I just rented an apartment and before I signed the lease, I was told that there was a small amount of asbestos found in the ceiling texture. I was told that it is covered in paint and should not cause any harm unless I were to drill holes. I guess my question is: How much asbestos is "safe" and is this something to be concerned about?

Dear Reader,

Up to the 1970s, many houses and apartment buildings in the United States were constructed with asbestos, a versatile material with many uses, including insulation, fire-protection, soundproofing, and strengthening other materials. Asbestos was commonly used in:

  • Ceilings
  • Roofs
  • Walls
  • Floor coverings, such as vinyl tiles
  • Adhesives for installing floor tiles
  • Blankets or paper tape to insulate pipes, furnaces, and stoves

More recent medical studies have shown that over-exposure to asbestos fibers can cause serious health problems, including:

  • Lung cancer
  • Asbestosis (scarring of the lungs)
  • Mesothelioma (cancer that affects the lining of the chest)

The more asbestos fibers a person inhales, the greater his/her chances of getting one of these diseases.
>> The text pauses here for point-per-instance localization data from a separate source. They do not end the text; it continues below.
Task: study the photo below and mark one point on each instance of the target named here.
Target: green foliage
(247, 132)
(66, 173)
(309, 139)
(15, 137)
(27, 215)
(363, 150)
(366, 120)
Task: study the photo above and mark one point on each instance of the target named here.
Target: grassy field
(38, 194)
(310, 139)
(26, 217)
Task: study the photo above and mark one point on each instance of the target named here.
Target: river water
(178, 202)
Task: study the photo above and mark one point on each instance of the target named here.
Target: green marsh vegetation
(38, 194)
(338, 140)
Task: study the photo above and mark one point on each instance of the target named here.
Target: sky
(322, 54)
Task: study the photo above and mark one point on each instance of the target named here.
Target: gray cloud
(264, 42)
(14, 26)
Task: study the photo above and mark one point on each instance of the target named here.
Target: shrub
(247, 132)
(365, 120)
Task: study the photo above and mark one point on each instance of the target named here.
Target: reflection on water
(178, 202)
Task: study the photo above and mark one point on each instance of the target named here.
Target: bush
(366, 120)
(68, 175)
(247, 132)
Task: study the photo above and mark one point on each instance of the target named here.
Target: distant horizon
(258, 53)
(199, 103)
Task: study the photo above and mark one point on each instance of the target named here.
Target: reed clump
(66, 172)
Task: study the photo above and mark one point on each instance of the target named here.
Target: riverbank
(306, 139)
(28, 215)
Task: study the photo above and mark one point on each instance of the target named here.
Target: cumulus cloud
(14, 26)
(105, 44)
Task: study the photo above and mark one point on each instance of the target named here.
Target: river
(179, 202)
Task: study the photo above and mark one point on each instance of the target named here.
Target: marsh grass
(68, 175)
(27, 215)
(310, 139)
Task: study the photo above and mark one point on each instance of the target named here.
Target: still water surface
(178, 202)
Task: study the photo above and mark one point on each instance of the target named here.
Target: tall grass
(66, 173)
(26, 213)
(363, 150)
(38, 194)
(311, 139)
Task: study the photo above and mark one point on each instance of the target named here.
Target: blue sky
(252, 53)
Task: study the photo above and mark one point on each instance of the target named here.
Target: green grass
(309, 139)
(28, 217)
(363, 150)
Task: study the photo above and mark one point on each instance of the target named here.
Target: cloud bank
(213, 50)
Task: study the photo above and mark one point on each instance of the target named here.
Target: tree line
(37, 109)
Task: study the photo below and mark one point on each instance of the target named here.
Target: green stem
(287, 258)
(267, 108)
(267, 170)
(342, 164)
Smoking also increases the chances of having an asbestos-related illness if the smoker is/has been in contact with this material. For people who have breathed in enough asbestos to cause one of these diseases, symptoms tend to appear 20 - 30 years after the first exposure. Most people, however, who are exposed to small amounts, as many are in their everyday lives, won't experience any problems.
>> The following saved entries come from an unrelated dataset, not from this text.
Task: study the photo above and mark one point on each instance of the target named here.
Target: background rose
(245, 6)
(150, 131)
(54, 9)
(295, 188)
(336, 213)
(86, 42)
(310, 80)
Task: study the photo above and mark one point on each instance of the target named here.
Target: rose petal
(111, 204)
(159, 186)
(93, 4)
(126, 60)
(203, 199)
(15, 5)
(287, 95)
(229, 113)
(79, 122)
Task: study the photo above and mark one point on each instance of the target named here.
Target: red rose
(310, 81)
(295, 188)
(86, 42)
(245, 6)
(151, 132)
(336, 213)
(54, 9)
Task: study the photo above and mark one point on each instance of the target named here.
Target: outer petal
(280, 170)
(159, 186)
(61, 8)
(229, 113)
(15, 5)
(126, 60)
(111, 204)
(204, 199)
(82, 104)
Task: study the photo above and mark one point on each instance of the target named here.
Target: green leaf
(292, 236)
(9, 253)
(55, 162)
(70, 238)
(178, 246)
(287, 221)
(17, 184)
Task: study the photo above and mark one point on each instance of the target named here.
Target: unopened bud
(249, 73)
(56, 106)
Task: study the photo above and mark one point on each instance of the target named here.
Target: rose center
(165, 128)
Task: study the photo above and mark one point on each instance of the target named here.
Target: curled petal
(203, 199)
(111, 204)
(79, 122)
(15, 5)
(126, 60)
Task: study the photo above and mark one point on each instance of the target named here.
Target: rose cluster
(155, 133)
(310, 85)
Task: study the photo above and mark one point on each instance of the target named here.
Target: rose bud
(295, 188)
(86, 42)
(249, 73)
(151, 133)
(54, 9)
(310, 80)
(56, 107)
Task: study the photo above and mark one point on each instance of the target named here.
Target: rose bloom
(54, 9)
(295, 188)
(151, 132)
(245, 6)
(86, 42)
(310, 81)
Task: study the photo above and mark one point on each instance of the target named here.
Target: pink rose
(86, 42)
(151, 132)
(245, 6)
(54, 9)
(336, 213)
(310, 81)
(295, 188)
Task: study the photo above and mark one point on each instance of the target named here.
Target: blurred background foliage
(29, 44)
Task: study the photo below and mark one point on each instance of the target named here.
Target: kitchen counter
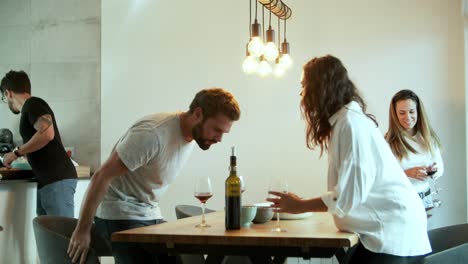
(21, 176)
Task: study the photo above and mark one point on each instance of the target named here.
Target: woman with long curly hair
(414, 143)
(368, 192)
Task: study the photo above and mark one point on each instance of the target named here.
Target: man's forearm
(315, 205)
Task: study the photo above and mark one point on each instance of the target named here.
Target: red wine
(203, 197)
(233, 216)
Just because there's asbestos in the ceiling of your new apartment doesn't mean you have to pack up and move out. Asbestos can be harmful when people inhale loose fibers. If loose fibers stay out of the air, you've got nothing to worry about. Asbestos-containing material (ACM) generally will not shed fiber unless it's damaged or disturbed. As you were advised, avoid drilling, cutting, sanding, hitting, rubbing, or otherwise handling the ACM in your ceiling.

You can talk with your landlord or superintendent again to find out more details about the ACM in your apartment — is it sealed in by the paint, or does the paint itself contain asbestos? Has a professional contractor been in recently to assess the situation? Also, be sure to inspect your ceiling regularly for cracks, holes, flaking, water-erosion, crumbling, or other damage that could expose you to loose asbestos fibers.

If there appears to be damage, talk with a professional contractor who's experienced in asbestos removal — don't try to remove the material yourself, as you might end up releasing more fibers into the air. If you're in New York City, you can try calling 311 for information on city agencies that could also be of help to you. Perhaps it is the landlord's responsibility to fix it for you, and all you need is an estimate or a deadline. If your ceiling appears to be undamaged and in good condition, continue to keep a watchful eye out, but otherwise, relax and enjoy your new apartment!